Guaraguao has 4.13 sqmi of land area and no water area. In 2000, the population of Guaraguao was 1,669 persons, and it had a density of 130 persons per square mile. Guaraguao is the seventh least densely populated barrio in the municipality of Ponce. Major roads serving Barrio Guaraguao are PR-10, PR-123, PR-501, PR-515, and PR-516. The communities of Las Lomas and Santas Pascuas are located in Guaraguao. Also, sector San Andres is in Guaraguao.

In 2010, the population of Guaraguao was 1,117 persons, and it had a density of 270.5 persons per square mile.

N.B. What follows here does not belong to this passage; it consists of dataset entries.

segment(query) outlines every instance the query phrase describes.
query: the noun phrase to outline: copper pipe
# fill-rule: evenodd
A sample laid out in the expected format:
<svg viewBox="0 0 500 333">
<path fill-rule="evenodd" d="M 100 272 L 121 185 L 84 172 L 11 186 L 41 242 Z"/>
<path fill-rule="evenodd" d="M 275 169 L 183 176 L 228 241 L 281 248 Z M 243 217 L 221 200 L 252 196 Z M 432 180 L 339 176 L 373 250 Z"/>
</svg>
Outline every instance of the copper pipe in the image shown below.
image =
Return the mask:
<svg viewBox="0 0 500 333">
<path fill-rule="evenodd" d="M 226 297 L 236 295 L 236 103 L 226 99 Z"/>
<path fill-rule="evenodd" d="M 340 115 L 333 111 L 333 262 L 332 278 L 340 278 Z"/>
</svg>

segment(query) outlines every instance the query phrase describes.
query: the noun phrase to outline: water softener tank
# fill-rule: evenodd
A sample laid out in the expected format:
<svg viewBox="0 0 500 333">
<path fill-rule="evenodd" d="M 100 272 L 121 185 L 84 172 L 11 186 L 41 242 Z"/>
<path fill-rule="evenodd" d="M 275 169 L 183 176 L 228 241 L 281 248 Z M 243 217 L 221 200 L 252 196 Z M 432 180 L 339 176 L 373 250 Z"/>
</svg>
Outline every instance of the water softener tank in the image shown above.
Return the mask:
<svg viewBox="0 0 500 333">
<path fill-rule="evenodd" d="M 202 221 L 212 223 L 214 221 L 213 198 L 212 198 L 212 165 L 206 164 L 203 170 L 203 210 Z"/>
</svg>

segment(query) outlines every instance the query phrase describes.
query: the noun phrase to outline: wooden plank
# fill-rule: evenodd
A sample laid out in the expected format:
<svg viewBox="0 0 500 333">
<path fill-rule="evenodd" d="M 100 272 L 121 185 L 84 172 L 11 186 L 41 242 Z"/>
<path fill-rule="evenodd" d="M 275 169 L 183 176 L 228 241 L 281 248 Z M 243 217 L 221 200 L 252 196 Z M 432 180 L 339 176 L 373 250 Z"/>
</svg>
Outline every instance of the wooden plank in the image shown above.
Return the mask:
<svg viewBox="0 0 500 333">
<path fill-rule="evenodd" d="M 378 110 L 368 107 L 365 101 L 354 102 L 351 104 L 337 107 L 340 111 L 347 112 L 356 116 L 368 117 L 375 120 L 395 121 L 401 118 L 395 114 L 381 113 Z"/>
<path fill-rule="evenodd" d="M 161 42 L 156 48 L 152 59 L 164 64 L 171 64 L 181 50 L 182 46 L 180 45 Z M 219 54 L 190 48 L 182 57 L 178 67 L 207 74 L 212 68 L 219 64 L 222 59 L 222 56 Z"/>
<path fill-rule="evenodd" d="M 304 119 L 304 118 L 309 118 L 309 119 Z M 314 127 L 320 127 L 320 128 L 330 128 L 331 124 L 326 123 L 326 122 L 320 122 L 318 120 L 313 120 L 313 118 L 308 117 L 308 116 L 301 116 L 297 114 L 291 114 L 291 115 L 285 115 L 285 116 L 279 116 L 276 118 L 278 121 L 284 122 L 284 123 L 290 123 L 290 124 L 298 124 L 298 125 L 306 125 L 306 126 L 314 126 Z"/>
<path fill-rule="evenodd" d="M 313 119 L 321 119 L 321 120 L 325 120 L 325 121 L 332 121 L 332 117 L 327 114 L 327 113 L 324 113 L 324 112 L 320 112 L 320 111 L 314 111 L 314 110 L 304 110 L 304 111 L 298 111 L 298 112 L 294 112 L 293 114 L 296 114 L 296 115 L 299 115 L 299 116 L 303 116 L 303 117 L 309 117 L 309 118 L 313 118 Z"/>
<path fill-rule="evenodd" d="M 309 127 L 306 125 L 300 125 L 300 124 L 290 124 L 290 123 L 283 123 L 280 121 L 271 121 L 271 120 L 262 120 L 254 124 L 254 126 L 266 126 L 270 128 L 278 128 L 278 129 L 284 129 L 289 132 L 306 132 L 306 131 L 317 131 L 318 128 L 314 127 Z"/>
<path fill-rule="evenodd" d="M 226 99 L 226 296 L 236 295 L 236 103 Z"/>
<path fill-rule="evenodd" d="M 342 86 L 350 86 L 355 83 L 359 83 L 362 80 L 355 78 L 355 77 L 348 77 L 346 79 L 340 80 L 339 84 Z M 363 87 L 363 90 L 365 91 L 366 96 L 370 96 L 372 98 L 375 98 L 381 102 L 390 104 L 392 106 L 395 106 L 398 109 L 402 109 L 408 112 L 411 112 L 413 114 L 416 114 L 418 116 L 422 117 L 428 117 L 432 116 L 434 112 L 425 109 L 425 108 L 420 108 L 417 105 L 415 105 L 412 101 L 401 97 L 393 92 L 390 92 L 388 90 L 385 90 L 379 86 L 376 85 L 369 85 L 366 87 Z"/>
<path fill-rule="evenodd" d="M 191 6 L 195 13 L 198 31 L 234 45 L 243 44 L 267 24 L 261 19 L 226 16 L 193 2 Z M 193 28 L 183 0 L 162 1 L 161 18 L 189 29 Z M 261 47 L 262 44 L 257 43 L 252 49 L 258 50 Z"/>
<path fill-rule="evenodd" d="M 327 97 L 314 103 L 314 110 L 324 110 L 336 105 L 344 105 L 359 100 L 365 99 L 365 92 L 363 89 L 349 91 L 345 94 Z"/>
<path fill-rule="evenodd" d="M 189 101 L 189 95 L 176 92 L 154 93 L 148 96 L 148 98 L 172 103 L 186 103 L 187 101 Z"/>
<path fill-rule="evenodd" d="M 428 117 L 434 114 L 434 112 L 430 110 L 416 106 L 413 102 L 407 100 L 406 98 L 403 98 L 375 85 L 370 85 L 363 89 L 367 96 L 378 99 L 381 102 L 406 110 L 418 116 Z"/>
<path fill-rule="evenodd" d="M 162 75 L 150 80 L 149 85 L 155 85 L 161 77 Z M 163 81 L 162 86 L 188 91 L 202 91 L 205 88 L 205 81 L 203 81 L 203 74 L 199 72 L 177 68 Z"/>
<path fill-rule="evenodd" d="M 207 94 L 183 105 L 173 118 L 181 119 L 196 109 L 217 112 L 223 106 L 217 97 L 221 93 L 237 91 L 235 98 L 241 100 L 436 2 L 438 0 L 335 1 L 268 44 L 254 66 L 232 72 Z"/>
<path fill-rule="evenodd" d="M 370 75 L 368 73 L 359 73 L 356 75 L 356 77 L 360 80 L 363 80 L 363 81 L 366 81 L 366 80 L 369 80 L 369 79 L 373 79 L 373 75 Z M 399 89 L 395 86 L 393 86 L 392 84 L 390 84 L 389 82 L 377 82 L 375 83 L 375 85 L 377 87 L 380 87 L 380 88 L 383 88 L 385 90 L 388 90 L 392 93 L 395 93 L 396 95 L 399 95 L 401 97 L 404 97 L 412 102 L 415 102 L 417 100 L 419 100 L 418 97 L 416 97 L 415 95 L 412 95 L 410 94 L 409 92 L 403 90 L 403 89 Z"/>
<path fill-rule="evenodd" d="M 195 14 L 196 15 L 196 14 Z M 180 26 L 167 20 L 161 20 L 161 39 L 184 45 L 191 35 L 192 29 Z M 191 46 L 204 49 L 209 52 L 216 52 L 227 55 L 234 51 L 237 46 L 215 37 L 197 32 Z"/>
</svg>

The highest point in Barrio Guaraguao stands at 3,280 feet and is located on the extreme northwestern tip of the barrio.

Historical population
| Census | Pop. | Note | %± |
| 1900 | 1,771 |  | — |
| 1910 | 1,072 |  | −39.5% |
| 1920 | 1,523 |  | 42.1% |
| 1930 | 1,587 |  | 4.2% |
| 1940 | 1,453 |  | −8.4% |
| 1950 | 1,499 |  | 3.2% |
| 1960 | 1,520 |  | 1.4% |
| 1970 | 1,396 |  | −8.2% |
| 1980 | 1,280 |  | −8.3% |
| 1990 | 1,150 |  | −10.2% |
| 2000 | 1,017 |  | −11.6% |
| 2010 | 1,117 |  | 9.8% |
U.S. Decennial Census 1899 (shown as 1900) 1910-1930 1930-1950 1960 1980-2000 2010

==Notable landmarks==
Guaraguao is abundant in fauna and flora, and it is home to many creeks and brooks. The largest river in barrio Guaraguao is Río Canas, which empties into the Caribbean Sea after merging with Río Pastillo in the city of Ponce to become Rio Matilde. In a March 2010 competition sponsored by the Puerto Rico Water and Environment Association, the Guaraguao water filtering plant of the Puerto Rico Water Authority (Autoridad de Acueductos y Alcantarillados) was assessed to be the best-tasting water in Puerto Rico.